Мария смотрит на него Евиными глазами. Серыми, серьезными. Грустными. Как после их с мамой ссоры, тогда, давным‑давно…

– Мама… – бормочет Мэтт, глядя, как от его быстрого шага дорога уходит из‑под ног.

Он, кажется, и забыл, как она выглядит. Тетя почему‑то прячет ее фотоальбомы. Лишь одна мамина фотография – детская – висит в прихожей в белой рамочке. На ней круглолицая девочка лет десяти с лохматыми черными волосами и угрюмым взглядом. Эта девочка стоит на ветру, беззащитно обняв одну руку другою. Ее белое до колен платье треплет ветер. Она выглядит такой одинокой и потерянной. Такой незлой, такой вдумчивой…

Размышления приводят Мэтта вовсе не к школе, – а к дикой яблоне, что растет на поляне за полкилометра от дома.

Кажется, Мэтт часто играл тут с какой‑то подружкой в детстве. И яблоня сохнуть начала именно в те времена. И красную ленту, – ее все силится и силится распутать ветер – они закинули на ветви дерева тоже тогда. Стоял теплый летний вечер, они запыхались от догонялок, и девочка – кажется, ее звали Вера – сказала загадочно, что должна оставить «ниточку – как дорогу – к себе». И если когда‑нибудь Мэтту будет одиноко, он всегда может прийти к ней по этой дороге.

Странно, как это Мэтт позволил Вере сделать этой «ниточкой» ленту для волос его мамы.

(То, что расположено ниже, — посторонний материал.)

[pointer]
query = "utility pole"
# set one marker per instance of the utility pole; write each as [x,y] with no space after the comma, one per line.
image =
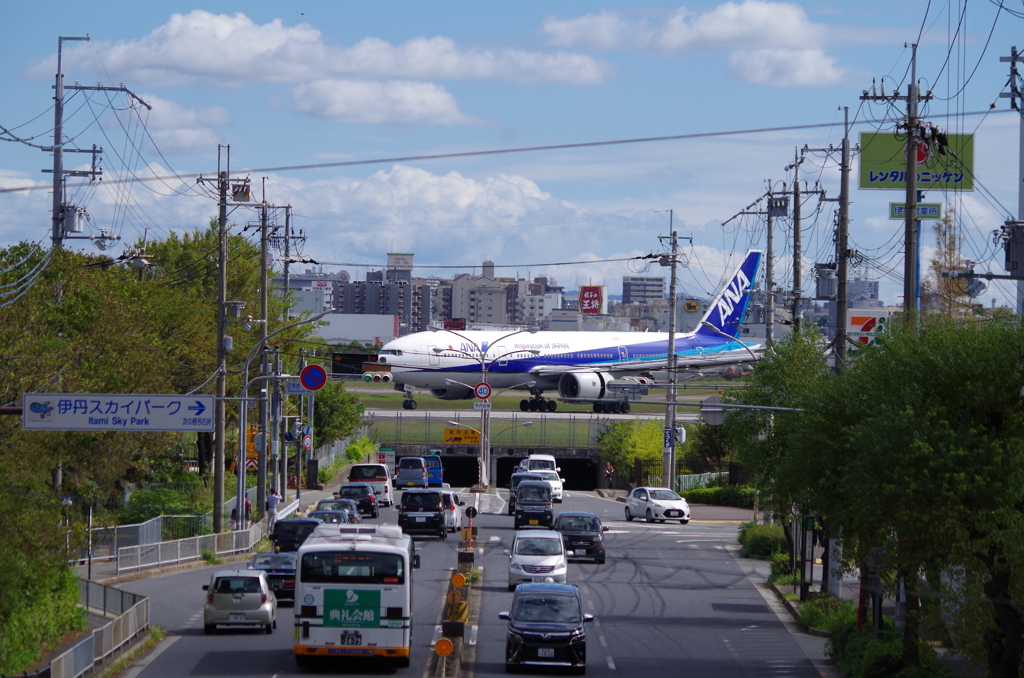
[798,254]
[62,217]
[264,369]
[1017,102]
[770,271]
[914,139]
[218,421]
[669,454]
[843,246]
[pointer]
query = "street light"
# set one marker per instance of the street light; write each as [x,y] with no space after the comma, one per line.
[481,356]
[717,331]
[241,456]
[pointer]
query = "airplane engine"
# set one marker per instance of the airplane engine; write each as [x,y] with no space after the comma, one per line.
[453,393]
[583,384]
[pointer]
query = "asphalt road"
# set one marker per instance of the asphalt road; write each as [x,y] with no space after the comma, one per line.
[671,600]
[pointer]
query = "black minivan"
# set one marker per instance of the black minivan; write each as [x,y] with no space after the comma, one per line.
[532,504]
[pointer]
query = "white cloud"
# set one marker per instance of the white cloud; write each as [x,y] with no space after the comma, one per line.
[378,102]
[771,43]
[224,51]
[785,68]
[174,127]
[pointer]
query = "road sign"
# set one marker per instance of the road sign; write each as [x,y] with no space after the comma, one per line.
[313,377]
[462,436]
[117,412]
[295,387]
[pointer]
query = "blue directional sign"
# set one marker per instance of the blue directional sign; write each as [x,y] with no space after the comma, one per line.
[117,412]
[313,377]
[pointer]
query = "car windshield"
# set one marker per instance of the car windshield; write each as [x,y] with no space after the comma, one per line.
[367,473]
[336,505]
[537,464]
[538,546]
[518,479]
[421,502]
[272,561]
[557,608]
[235,585]
[579,523]
[534,494]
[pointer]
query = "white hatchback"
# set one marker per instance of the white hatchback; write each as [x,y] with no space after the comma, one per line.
[537,555]
[656,504]
[555,480]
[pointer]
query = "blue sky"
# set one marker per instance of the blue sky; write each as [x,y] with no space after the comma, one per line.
[317,83]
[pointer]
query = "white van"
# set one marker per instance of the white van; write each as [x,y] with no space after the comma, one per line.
[377,475]
[539,463]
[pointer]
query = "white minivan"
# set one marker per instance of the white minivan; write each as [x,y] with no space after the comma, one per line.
[377,475]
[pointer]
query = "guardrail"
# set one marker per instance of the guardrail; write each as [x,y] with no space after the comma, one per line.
[132,619]
[134,558]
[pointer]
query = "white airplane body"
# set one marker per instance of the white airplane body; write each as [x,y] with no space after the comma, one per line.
[593,367]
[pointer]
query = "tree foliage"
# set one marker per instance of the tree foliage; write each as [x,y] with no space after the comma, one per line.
[916,454]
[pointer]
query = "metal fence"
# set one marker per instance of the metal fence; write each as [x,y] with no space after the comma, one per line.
[134,558]
[132,619]
[572,431]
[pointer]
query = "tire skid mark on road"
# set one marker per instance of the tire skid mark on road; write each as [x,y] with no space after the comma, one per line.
[600,629]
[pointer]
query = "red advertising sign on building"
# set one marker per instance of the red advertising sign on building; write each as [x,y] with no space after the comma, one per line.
[590,299]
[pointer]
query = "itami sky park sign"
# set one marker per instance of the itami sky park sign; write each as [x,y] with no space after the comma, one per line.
[117,412]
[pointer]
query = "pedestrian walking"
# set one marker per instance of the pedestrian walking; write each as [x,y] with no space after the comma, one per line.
[271,509]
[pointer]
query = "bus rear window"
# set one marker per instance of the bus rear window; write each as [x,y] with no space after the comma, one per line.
[352,567]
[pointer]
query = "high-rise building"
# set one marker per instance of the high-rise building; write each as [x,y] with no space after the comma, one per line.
[643,290]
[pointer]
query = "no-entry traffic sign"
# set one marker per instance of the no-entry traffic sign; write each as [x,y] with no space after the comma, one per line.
[313,377]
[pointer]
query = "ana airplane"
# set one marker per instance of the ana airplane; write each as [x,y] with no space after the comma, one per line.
[602,368]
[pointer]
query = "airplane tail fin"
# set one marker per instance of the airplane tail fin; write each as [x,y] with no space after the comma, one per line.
[729,307]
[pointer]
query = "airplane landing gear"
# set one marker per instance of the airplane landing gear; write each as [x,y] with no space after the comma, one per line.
[409,403]
[538,404]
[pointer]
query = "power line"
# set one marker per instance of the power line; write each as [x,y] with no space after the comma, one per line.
[499,152]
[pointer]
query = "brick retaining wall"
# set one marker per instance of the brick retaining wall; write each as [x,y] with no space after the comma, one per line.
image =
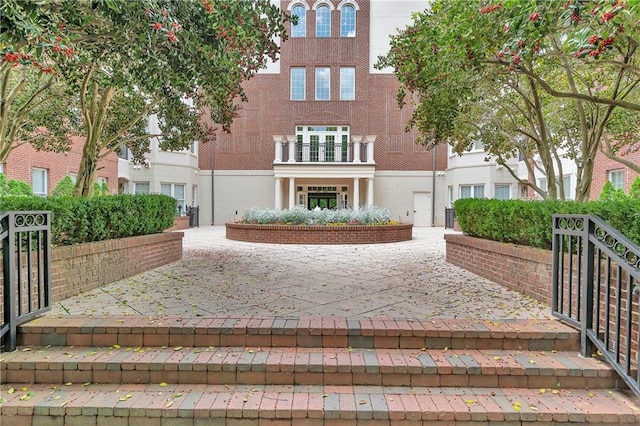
[83,267]
[318,234]
[524,269]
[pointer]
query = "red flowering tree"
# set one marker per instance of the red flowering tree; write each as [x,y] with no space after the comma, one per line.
[542,80]
[177,59]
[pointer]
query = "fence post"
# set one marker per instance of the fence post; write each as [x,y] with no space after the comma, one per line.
[586,288]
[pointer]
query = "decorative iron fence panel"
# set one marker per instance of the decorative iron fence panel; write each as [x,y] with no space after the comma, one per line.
[596,287]
[26,270]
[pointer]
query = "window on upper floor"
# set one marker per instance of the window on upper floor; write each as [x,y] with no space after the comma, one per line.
[471,191]
[616,177]
[299,29]
[298,84]
[39,181]
[323,21]
[323,83]
[347,83]
[348,21]
[502,192]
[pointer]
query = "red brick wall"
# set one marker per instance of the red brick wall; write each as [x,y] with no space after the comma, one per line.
[269,111]
[23,159]
[524,269]
[301,234]
[602,167]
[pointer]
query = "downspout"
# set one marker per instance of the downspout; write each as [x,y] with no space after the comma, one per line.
[213,193]
[433,186]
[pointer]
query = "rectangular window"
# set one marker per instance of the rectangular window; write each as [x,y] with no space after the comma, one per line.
[323,83]
[176,191]
[347,83]
[39,181]
[140,187]
[502,192]
[616,177]
[298,84]
[471,191]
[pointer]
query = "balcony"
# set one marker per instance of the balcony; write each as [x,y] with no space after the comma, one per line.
[289,150]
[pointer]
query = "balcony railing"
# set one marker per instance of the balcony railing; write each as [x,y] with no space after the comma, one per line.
[317,152]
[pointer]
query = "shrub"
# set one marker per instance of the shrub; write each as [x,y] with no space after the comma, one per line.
[79,220]
[302,216]
[529,223]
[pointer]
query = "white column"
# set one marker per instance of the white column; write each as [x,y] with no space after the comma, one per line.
[370,192]
[292,148]
[356,194]
[278,141]
[292,192]
[278,200]
[370,140]
[356,148]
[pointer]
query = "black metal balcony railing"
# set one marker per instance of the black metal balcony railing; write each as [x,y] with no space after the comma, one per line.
[323,153]
[596,287]
[26,270]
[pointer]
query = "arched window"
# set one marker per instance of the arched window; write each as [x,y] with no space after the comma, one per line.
[323,21]
[348,21]
[299,29]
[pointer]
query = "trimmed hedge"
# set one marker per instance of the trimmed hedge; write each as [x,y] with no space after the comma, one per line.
[81,220]
[529,223]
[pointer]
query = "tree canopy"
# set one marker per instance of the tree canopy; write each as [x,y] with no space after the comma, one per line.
[124,60]
[538,79]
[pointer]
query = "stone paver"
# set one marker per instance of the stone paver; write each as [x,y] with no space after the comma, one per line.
[222,277]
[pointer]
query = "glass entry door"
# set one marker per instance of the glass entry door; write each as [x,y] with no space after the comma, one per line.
[326,200]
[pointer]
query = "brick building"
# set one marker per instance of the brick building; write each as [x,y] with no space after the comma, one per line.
[43,169]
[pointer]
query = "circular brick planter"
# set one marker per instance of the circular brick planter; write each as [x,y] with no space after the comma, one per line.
[319,234]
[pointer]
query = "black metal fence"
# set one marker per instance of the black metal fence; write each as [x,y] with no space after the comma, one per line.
[449,217]
[596,287]
[26,270]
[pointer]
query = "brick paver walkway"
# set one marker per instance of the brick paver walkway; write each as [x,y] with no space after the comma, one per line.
[222,277]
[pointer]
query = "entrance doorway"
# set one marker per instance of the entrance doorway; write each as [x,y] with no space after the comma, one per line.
[324,200]
[421,209]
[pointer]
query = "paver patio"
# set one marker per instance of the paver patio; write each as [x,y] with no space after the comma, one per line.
[222,277]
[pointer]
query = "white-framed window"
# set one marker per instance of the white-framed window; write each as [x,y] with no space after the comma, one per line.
[322,144]
[616,177]
[566,186]
[502,192]
[323,83]
[348,21]
[177,191]
[323,21]
[476,145]
[141,187]
[298,83]
[471,191]
[299,29]
[39,181]
[347,83]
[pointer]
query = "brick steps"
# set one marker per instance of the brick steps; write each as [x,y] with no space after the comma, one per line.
[311,405]
[306,366]
[300,332]
[305,371]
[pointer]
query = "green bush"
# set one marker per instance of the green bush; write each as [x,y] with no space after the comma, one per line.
[529,223]
[79,220]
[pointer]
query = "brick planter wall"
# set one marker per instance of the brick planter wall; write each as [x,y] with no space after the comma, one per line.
[520,268]
[83,267]
[318,234]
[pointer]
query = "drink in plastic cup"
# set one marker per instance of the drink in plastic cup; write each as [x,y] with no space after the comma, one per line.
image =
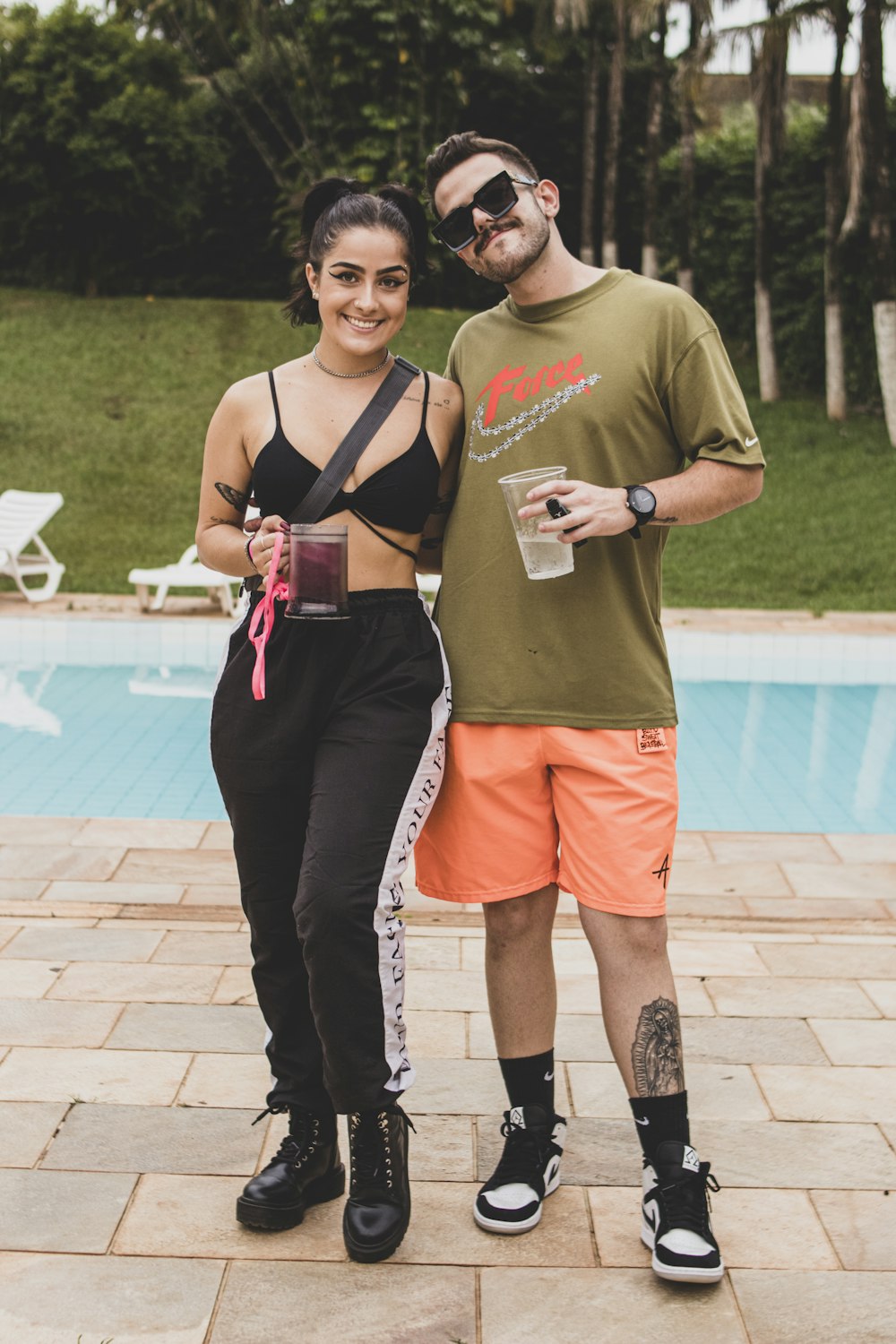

Она ее вплела в последний день своей жизни. Жутко думать, но часть ленты пропиталась ее кровью. Тетя хорошо прятала эту вещь. И очень сильно ругалась, когда увидела ее на дереве за домом. Очень сильно.

Мэтта посещает очередная безумная идея: а почему бы не проверить, что будет, если он к ней прикоснется? Что, раздастся гром, земля поползет трещинами, и Мэтт полетит в тартарары?

Все это бред! Маленькому мальчику еще можно его простить, но подростку? И вообще, цифровые часы на запястье уверяют, что Мэтт опоздал на первый урок.

Прежде чем уйти, Мэтт еще раз окидывает взглядом одинокое безжизненное дерево.

Когда он был совсем маленький, то мама читала ему возле этого дерева сказки, которые сама же и придумала. Сказки про ее жизнь, так она говорила. Она редко была с ним нежной – но в такие минуты прижимала Мэтта к себе, гладила по голове и шептала на ушко истории: «Чтобы даже ветер не услышал». А мальчик хватался за ее черные толстые косы, жмурил глаза и боялся, что вот‑вот, и ветер унесет это мгновение в прошлое. И не будет мамы, и не будет ее диких страшных сказок, и не будет объятий.

Их и в самом деле больше нет и не будет.

Ветер все унес.

И сейчас яблоня мертва. Стоит одна в захолустном поле. И только алая лента, привязанная когда‑то в детстве к ее веткам, машет ему, зовет: «Отпусти… Отпусти!..»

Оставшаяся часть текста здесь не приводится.